Gracy Chen, CEO of Bitget, emphasized that mere access to tokenized assets is no longer sufficient. The discourse around tokenization has evolved, focusing now on the efficiency of capital movement across various markets without compromising liquidity. Users trading across crypto, equities, gold, or tokenized assets are seeking the same depth and speed.
The growth in liquidity has been particularly pronounced since the introduction of equity-linked perpetual futures in September 2025. Bitget now boasts a portfolio exceeding 30 stock-related contracts, alongside commodity products like gold-linked perpetuals. Research revealed that liquidity conditions improved as U.S. trading hours progressed. For instance, on May 18, the bid-ask spread for SPY-USDT narrowed significantly, illustrating an efficient market response shortly after the U.S. market opened.
The report also pointed to increased order book depth over the early months of 2026. The NVDA-USDT consistently demonstrated the deepest order book among the studied equity-linked contracts. This growth arrives amidst a broader surge in tokenized securities capturing financial interest within the digital asset space.
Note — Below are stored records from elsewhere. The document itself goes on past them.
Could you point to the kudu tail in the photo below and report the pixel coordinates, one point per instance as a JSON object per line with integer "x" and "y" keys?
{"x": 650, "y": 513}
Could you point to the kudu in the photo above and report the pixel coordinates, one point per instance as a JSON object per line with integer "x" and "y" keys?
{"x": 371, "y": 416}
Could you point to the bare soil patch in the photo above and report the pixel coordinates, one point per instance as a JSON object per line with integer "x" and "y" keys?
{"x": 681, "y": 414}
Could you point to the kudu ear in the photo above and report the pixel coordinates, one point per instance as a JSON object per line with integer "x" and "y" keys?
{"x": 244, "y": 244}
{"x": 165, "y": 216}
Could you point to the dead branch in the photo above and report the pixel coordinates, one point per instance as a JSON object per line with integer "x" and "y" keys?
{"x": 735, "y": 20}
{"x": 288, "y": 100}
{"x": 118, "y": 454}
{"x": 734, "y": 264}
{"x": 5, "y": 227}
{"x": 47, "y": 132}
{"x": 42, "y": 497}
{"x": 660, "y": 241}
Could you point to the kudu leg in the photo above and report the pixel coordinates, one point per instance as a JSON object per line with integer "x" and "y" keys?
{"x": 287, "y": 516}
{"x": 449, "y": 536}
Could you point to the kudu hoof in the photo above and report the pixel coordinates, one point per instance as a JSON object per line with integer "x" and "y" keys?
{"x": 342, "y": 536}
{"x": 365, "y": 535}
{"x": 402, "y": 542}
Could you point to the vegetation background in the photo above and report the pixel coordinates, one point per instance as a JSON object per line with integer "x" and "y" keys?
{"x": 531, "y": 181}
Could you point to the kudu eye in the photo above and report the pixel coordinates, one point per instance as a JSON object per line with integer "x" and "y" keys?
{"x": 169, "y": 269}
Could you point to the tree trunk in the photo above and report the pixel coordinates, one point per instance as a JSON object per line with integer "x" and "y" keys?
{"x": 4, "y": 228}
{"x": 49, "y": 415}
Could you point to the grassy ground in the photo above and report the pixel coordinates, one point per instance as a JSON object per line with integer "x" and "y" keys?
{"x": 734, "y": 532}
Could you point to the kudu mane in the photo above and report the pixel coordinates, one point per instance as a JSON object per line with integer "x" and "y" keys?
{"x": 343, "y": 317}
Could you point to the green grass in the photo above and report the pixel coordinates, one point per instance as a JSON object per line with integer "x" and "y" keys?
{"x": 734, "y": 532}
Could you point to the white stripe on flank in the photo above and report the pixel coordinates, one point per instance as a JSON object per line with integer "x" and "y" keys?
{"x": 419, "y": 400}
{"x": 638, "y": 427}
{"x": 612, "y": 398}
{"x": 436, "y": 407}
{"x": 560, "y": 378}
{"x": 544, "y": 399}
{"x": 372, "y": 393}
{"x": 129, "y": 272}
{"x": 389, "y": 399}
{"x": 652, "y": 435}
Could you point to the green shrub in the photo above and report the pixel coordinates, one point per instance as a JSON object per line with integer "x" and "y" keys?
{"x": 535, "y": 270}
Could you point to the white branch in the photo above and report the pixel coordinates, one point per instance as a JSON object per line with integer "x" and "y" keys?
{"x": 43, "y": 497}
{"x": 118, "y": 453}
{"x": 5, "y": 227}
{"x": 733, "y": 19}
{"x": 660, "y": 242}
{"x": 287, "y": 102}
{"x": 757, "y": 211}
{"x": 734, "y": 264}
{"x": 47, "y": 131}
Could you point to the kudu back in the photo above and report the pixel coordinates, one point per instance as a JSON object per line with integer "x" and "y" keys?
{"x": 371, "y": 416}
According to Binance Research, the tokenized real-world asset market is reported to have expanded by 589% since early 2025, with tokenized stocks seeing a remarkable value increase of 422%, marking them the fastest-growing segment in this market.
In addition to regular trading conditions, the report examined the behavior of Bitget’s tokenized markets during the onset of the U.S.-Iran conflict that began in February 2026. Initial reactions to the news saw bid-ask spreads widening temporarily. For instance, spreads for NVDA-USDT increased from approximately 0.6 basis points to a peak of 3.4 basis points, while those for QQQ-USDT rose from 3.7 to 11.8 basis points. However, despite this initial spike, spreads typically reverted to pre-event levels within a matter of minutes or hours.
The liquidity analysis noted a noticeable decrease in order book depth for contracts such as QQQ-USDT, SPY-USDT, and NVDA-USDT on February 28, suggesting a response that extended beyond standard weekend reductions in trading volume. Nonetheless, recovery was swift; the QQQ-USDT contract returned to usual Saturday levels within a week and maintained stability thereafter. Interestingly, gold emerged as the most responsive asset, with the XAU-USDT experiencing a 2% increase following the conflict’s announcement, generating substantial trading volume in contrast to NVDA-USDT during that timeframe.
In conclusion, the report underscores that liquidity within Bitget’s tokenized perpetual markets is closely tied to traditional market activities while also exhibiting functionality beyond conventional trading hours. The data suggests that spreads remain tight and order books exhibit quick recovery following periods of increased volatility, indicating resilience amid fluctuating global market conditions.